Friday, October 9, 2009

Sexual Anorexia

Sexual Anorexia
By
Paul L. Hokemeyer, JD, PhD(c)
Addictions Specialist
Licensed Marriage and Family Therapist

I was recently discussing the concept of sexual anorexia with a colleague. He was confused by the topic and couldn’t find much information that clarified the issue for him. Apparently, one of his patients thought it might be something that affected her. After hearing a bit more about the woman- and that she was also struggling with a prescription drug addiction, I suspected his patient was right.
In my experience as an Addictions Specialist, I see how connected sexual issues are to a person’s and a family’s recovery.
We all know that men and women who are survivors of sexual abuse and trauma are much more likely to develop substance abuse problems than people who have not had negative sexual experiences. In addition, sexual identity issues are claimed as one of the primary reasons many people abuse alcohol and drugs. Essentially, when a person has a traumatic sexual past or troubling sexual present they use drugs, alcohol, other substances- and other methods- to manage these unpleasant emotions.
Sexual anorexia is one of the methods people use to manage the troubling emotions that plague their lives. It refers to the situation where a person closes the door on his or her sexual life to manage their unacceptable feelings. For these people, controlling their sexuality gives them a sense of ownership over their emotions.
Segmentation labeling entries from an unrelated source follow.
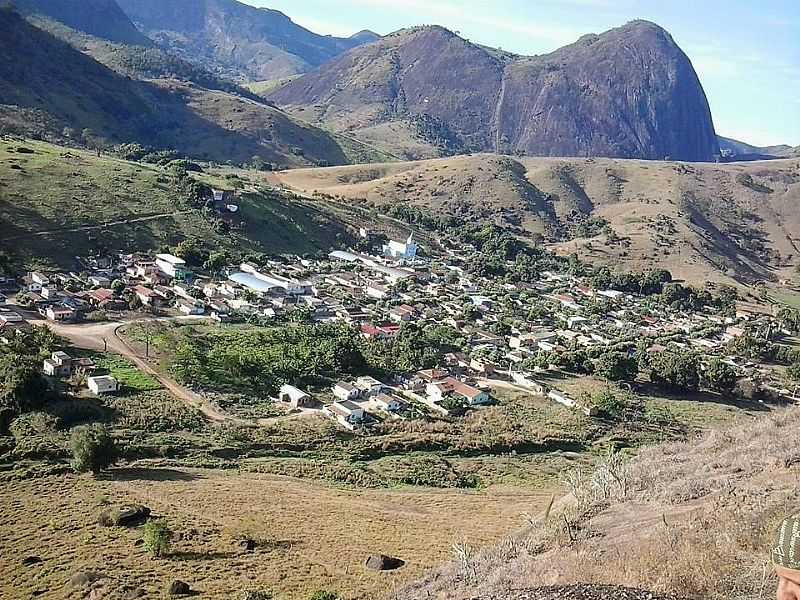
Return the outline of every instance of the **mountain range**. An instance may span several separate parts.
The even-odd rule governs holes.
[[[686,161],[795,152],[718,137],[689,58],[646,21],[519,56],[439,26],[322,36],[236,0],[14,4],[34,27],[0,41],[0,122],[60,142],[64,130],[88,128],[112,144],[282,166],[471,152]]]
[[[491,151],[707,161],[719,154],[691,62],[646,21],[536,57],[487,49],[442,27],[407,29],[269,97],[412,158]]]
[[[235,0],[117,0],[159,46],[239,80],[305,73],[342,52],[378,39],[318,35],[276,10]]]

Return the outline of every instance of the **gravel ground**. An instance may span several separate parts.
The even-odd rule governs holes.
[[[477,600],[682,600],[678,596],[657,595],[613,585],[570,585],[520,590],[502,596]]]

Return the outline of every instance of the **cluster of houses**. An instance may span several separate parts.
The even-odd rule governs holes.
[[[375,415],[402,418],[412,403],[447,414],[485,404],[490,400],[486,380],[493,378],[590,411],[543,385],[546,367],[532,368],[530,359],[632,340],[649,340],[651,352],[669,343],[720,355],[743,377],[773,376],[752,361],[725,354],[727,343],[744,335],[746,326],[773,321],[761,307],[742,304],[735,316],[715,309],[685,312],[637,294],[594,289],[580,277],[558,272],[544,272],[535,282],[504,284],[469,273],[470,248],[446,252],[436,261],[421,258],[410,236],[389,241],[375,254],[334,251],[321,259],[245,262],[215,274],[193,272],[171,254],[93,260],[80,272],[33,272],[19,282],[0,281],[0,341],[29,327],[2,306],[17,284],[43,316],[56,321],[77,320],[91,310],[125,310],[136,298],[146,310],[205,315],[218,322],[302,310],[314,322],[348,323],[368,339],[392,338],[405,323],[458,331],[462,352],[444,356],[436,369],[391,385],[361,377],[334,386],[335,400],[325,412],[348,429]],[[281,390],[281,399],[295,408],[316,404],[290,386]]]
[[[333,400],[322,413],[350,431],[365,429],[382,417],[403,419],[416,404],[445,415],[459,409],[487,404],[489,391],[445,369],[428,369],[386,384],[371,376],[339,381],[331,388]],[[279,400],[296,409],[318,406],[313,397],[294,386],[284,385]]]
[[[86,387],[95,396],[119,391],[119,382],[111,375],[94,375],[94,361],[90,358],[73,358],[61,350],[53,352],[42,364],[42,373],[54,379],[68,379],[81,373],[86,376]]]

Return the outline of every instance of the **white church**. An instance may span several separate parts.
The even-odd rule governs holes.
[[[417,257],[417,245],[414,243],[414,234],[408,236],[405,242],[391,240],[383,246],[383,255],[395,260],[414,260]]]

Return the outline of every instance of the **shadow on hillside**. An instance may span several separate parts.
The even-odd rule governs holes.
[[[678,402],[711,402],[714,404],[723,404],[731,406],[740,410],[749,410],[757,412],[769,412],[773,410],[780,403],[776,402],[759,402],[758,400],[748,400],[746,398],[737,398],[735,396],[725,396],[722,394],[714,394],[711,392],[680,392],[671,393],[665,391],[657,385],[651,383],[637,383],[635,386],[637,394],[642,396],[651,396],[653,398],[664,398],[667,400],[674,400]]]
[[[190,561],[190,560],[226,560],[241,556],[238,552],[171,552],[169,560]]]
[[[177,469],[123,468],[107,473],[108,479],[114,481],[196,481],[202,479],[194,473]]]

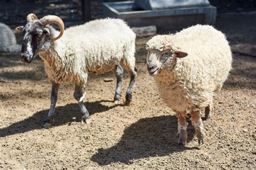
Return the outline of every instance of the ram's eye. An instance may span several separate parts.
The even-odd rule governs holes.
[[[169,54],[170,54],[170,53],[168,52],[165,52],[165,53],[164,53],[164,54],[163,54],[163,56],[169,55]]]

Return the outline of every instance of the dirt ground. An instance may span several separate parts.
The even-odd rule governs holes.
[[[221,15],[215,26],[232,49],[255,53],[255,15]],[[149,38],[137,41],[139,74],[130,107],[123,105],[127,74],[117,104],[113,74],[91,75],[84,101],[91,123],[80,123],[73,87],[63,84],[55,126],[48,130],[42,125],[51,84],[42,60],[28,65],[18,53],[0,53],[0,168],[256,168],[256,58],[233,54],[233,70],[214,100],[212,120],[204,121],[205,144],[198,146],[188,118],[187,144],[177,147],[177,118],[146,72]]]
And just like other addictions for a while this method of coping seems to work. When faced with a stressful or chaotic feeling, these people gain a sense of control and autonomy over their lives. But again, like in other addictions, this method of coping extracts a dire price.
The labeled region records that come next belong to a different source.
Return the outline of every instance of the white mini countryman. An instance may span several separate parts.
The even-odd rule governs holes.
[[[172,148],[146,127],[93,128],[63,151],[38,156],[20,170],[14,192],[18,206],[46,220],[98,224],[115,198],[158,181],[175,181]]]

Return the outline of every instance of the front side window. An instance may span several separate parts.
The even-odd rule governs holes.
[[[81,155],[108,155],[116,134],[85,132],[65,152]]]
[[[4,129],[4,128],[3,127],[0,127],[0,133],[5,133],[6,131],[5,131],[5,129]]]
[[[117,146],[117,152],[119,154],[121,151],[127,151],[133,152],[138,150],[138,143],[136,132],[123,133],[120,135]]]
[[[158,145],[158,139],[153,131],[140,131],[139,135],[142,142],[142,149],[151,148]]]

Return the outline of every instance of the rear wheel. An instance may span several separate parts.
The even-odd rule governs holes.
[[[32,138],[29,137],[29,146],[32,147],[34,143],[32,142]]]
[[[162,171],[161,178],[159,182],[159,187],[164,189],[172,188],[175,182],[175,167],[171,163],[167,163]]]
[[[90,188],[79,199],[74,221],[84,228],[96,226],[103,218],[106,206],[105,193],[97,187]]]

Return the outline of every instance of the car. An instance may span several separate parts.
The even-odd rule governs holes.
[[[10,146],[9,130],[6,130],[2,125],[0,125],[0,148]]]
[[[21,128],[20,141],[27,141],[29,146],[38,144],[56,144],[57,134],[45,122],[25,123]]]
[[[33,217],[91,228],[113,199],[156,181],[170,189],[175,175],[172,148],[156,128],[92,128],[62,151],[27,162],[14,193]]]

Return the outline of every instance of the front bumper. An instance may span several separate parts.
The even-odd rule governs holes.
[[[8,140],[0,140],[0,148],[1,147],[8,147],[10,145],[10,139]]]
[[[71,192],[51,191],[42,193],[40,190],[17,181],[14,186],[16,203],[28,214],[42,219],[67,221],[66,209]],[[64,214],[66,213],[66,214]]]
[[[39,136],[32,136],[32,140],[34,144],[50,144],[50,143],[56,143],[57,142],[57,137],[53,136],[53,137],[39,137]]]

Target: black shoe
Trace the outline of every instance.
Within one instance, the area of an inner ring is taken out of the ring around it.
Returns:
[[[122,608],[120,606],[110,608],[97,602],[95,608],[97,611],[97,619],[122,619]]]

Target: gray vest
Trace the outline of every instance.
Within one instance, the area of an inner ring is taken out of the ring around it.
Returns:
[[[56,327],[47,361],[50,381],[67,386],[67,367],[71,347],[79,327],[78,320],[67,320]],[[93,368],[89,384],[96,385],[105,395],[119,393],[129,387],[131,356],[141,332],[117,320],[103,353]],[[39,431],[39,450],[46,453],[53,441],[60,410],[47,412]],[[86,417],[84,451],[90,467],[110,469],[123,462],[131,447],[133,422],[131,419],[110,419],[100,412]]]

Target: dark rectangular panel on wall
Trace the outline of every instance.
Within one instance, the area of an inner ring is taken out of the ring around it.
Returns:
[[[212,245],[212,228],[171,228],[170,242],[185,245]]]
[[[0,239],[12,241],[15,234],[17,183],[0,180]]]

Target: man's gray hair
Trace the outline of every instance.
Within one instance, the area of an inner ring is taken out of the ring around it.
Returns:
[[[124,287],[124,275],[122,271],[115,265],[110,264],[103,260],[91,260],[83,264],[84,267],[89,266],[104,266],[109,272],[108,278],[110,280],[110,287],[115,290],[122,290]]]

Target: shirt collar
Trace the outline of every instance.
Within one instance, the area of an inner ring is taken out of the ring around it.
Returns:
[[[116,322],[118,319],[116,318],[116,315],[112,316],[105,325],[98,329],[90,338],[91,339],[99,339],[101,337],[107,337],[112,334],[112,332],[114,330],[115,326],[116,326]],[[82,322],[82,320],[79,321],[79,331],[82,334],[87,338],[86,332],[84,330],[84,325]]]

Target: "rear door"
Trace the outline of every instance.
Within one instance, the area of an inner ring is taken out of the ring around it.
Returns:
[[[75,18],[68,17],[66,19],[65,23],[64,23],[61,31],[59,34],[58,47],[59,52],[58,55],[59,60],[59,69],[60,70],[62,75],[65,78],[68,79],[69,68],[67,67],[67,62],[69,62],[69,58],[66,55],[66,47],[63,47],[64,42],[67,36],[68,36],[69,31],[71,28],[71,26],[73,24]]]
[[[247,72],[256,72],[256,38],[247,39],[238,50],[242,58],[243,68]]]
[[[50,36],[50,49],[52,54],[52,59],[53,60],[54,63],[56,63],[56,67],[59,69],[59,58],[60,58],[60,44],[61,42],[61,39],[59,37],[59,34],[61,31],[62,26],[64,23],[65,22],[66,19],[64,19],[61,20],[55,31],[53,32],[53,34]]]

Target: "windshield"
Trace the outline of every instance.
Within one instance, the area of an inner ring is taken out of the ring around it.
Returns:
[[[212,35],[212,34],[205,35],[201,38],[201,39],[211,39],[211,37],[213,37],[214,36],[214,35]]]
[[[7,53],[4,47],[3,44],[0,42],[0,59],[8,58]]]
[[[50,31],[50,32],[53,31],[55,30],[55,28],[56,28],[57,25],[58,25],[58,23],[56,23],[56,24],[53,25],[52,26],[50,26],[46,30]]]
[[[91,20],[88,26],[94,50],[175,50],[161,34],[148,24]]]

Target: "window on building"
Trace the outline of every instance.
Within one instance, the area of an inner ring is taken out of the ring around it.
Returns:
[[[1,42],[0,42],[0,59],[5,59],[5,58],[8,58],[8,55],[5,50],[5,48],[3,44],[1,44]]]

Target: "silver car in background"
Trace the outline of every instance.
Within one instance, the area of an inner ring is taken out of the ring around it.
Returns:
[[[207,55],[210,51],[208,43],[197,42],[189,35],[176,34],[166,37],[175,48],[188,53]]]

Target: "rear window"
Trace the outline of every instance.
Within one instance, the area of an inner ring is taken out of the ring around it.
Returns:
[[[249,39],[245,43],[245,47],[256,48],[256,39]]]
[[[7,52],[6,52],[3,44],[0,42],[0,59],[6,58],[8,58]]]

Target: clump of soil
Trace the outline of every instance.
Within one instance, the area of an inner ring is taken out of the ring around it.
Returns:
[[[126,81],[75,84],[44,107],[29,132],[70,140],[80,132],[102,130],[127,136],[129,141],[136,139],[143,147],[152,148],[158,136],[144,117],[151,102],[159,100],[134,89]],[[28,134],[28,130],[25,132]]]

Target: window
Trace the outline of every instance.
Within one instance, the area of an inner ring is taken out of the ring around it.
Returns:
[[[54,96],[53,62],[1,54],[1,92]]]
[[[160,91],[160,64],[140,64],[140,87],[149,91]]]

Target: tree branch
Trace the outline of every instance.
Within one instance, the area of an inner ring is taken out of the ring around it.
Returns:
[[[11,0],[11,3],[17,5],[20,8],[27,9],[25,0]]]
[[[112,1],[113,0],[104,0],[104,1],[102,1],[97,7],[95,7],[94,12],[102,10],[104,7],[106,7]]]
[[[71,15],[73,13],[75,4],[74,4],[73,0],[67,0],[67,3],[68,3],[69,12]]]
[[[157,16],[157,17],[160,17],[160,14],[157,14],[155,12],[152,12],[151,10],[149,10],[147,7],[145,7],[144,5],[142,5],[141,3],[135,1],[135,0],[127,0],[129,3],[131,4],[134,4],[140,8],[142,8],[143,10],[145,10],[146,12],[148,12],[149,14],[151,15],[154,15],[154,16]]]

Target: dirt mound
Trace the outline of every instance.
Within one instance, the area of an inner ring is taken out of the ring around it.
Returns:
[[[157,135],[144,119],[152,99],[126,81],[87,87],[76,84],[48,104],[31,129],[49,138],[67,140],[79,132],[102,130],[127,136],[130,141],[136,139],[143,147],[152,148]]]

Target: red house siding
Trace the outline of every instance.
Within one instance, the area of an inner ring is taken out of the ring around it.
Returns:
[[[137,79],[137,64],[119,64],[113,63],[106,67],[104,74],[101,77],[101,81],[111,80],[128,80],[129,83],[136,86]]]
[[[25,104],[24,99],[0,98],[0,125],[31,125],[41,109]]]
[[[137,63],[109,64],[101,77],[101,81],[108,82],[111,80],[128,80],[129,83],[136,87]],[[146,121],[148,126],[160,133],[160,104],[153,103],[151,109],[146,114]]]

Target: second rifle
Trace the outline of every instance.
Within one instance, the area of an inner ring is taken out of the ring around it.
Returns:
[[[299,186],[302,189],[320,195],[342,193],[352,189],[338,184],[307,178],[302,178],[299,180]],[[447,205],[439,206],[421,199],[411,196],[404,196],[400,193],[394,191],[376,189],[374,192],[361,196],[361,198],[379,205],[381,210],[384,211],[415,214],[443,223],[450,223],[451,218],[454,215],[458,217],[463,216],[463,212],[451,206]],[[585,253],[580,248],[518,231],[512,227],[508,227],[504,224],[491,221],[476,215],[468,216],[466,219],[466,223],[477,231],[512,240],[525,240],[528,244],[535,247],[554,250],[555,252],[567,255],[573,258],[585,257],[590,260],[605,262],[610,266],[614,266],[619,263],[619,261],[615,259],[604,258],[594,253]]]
Human sexuality is a human drive. It has an organic and biological function. To deny our selves sex is akin to denying our selves food and air. The challenge of course, is learning how to express our sexuality in a healthy and affirming manner.
Here, there is no one standard solution. Different approaches will work for different people. The key is to create a frame that is safe, contained and objectively measured. A good example of such a frame is to come up with a strategic plan that outlines the steps that will be taken to engage in nurturing and safe intimate encounters. This can be created in combination with a supportive friend, physician or therapist.
Remember, it’s important to create this plan in relationship with someone else. Destructive patterns of behavior thrive in isolation. They heal in honest and healthy relationships with others.